I met Ms. Cole on several occasions, often via our mutual colleague Denise Rich. In 2006, when she was crafting her album Leavin', I suggested to her then-A&R director that she would sound great singing the saucy but largely forgotten Yancy-Jackson mid-'70s track by R&B vocalist Ronnie Dyson called "The More You Do It (the More I Like It Done to Me)." Imagine my surprise to see her throwback cover end up on the album itself; the opportunity to hear Natalie Cole revisit her own origins was a potent reminder why so many of us fell in love with her sound in the first place.
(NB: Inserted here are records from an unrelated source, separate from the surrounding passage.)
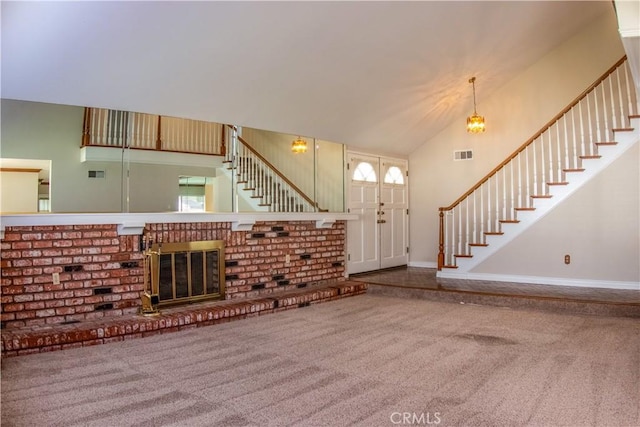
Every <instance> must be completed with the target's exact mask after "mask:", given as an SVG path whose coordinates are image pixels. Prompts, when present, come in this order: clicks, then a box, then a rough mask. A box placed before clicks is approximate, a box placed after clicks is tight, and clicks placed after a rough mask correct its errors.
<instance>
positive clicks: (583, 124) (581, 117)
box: [576, 97, 587, 167]
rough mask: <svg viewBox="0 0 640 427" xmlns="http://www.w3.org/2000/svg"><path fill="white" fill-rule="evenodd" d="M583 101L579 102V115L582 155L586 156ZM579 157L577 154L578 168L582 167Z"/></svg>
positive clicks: (580, 148)
mask: <svg viewBox="0 0 640 427" xmlns="http://www.w3.org/2000/svg"><path fill="white" fill-rule="evenodd" d="M586 99H587V98H586V97H585V98H584V100H586ZM582 101H583V100H580V102H578V114H579V117H580V141H581V142H580V153H581V154H584V153H585V152H586V149H585V141H584V119H583V117H582V114H583V112H582ZM579 156H580V154H576V167H578V166H579V165H580V163H579V160H578V159H579Z"/></svg>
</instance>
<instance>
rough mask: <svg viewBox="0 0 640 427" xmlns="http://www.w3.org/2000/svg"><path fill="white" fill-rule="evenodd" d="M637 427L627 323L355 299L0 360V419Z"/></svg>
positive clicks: (472, 307) (629, 337)
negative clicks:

It's understandable that Queen of Soul Aretha Franklin got the — disproportionately — lion's share of the spotlight when it came to considerations of black female R&B in the '70s (not unlike the way Beyoncé receives such attention today). However, there is so much more we as audiences can and should say about the would-be and should-be queens (and kings) who are just as valuable to the dramatic game of thrones played in the royal court of R&B. Just as we should talk more about the brilliance of acts like Natalie Cole, we should also talk more about the work of her peer acts like The Pointer Sisters and Minnie Riperton and a whole host of other talents who too often get pushed under the radar. We can extend that logic and say that in 2016, we owe it to ourselves to talk more about the brilliance of R&B singers like Avery Sunshine, Jazmine Sullivan and Ledisi (to name a few). Our endless imperializing focus on who's on top in R&B — that is to say, who's the queen at any given moment — obscures the rich bounty of soulful music that lies before us (and it often pits women against each other). Your music is everlasting, Ms. Cole: Rest in peace.